CuaninAja
Beranda TECH HACK SIAPKAN PFFI, INVESTOR DITAWARKAN DISKON PAJAK DAN POTENSI UNTUNG BESAR

SIAPKAN PFFI, INVESTOR DITAWARKAN DISKON PAJAK DAN POTENSI UNTUNG BESAR

Ketua Komisi XI DPR RI baru-baru ini mengungkapkan serangkaian insentif menarik untuk investor yang berencana menanamkan modal di Pusat Finansial Internasional Indonesia (PFII). Dalam wawancara tersebut, ia menjelaskan berbagai benang merah yang menghubungkan kebijakan ini dengan potensi pertumbuhan ekonomi jangka panjang.

Pertama-tama, insentif pajak menjadi sorotan utama, di mana pengenaan pajak penghasilan jangka panjang akan diatur hingga 50 tahun. Hal ini diharapkan dapat menarik minat investor baik lokal maupun asing untuk berpartisipasi dalam pembangunan ekonomi nasional.

Menurutnya, proposal ini adalah respons pemerintah terhadap kebutuhan untuk meningkatkan investasi di sektor keuangan. Dengan pengaturan pajak yang menguntungkan, diharapkan banyak pihak akan berminat untuk menempatkan dana mereka di PFII.

Insentif Pajak yang Menarik bagi Investor Asing dan Lokal

Pemberian insentif pajak yang berupa pengenaan 0% pajak penghasilan selama 50 tahun tentu menjadi tawaran menarik. Hal ini memungkinkan investor untuk merasakan keuntungan finansial tanpa beban pajak yang besar.

“Sebenarnya, saya berpendapat bahwa kebebasan pajak sebaiknya dibiarkan berlaku selamanya, tetapi 50 tahun sudah bisa diterima,” katanya, menunjukkan optimisme terhadap masa depan PFII.

Ia menekankan bahwa kebijakan ini bisa menjadi faktor penentu bagi investor yang selama ini menyimpan uang di luar negeri untuk memindahkan dananya ke dalam negeri. Dengan peraturan yang lebih menguntungkan, Indonesia dapat menjadi tempat yang lebih menarik untuk investasi.

Kemudahan Lain yang Ditawarkan PFII untuk Para Investor

Selain insentif pajak, ada banyak kemudahan lain yang akan diperoleh investor di PFII. Misbakhun menyebutkan bahwa investor akan diberikan izin untuk menggunakan mata uang asing, yang tentu akan memberikan fleksibilitas dalam transaksi.

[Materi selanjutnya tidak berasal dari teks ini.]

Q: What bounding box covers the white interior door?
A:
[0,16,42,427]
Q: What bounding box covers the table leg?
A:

Dalam hal administrasi, laporan keuangan juga dapat disusun dalam bahasa asing, sehingga lebih mudah bagi investor internasional untuk beradaptasi. Ini adalah langkah yang strategis untuk membangun kepercayaan di kalangan investor global.

Selain itu, kemudahan dalam mendirikan usaha juga menjadi salah satu fokus utama. Pemerintah berencana memberikan dukungan penuh agar proses pendirian perusahaan di PFII berjalan lancar dan cepat.

Peluang untuk Pembangunan Sektor Keuangan yang Beragam

Misbakhun juga menyatakan bahwa PFII menjadi peluang luar biasa untuk mengembangkan sektor keuangan di Indonesia. Menurutnya, inisiatif ini bisa membuka jalan bagi perbankan investasi, termasuk bank konvensional maupun syariah.

“Perbankan syariah juga diperbolehkan, selama mereka memberikan kontribusi yang positif bagi pemerintah dan ekonomi,” ungkap Misbakhun, memberikan gambaran tentang inklusivitas sektor keuangan di PFII.

Dengan beragam pilihan ini, diharapkan akan ada partisipasi yang lebih besar dari berbagai lembaga keuangan, mulai dari asuransi hingga dana pensiun yang berperan dalam memperkuat perekonomian Indonesia.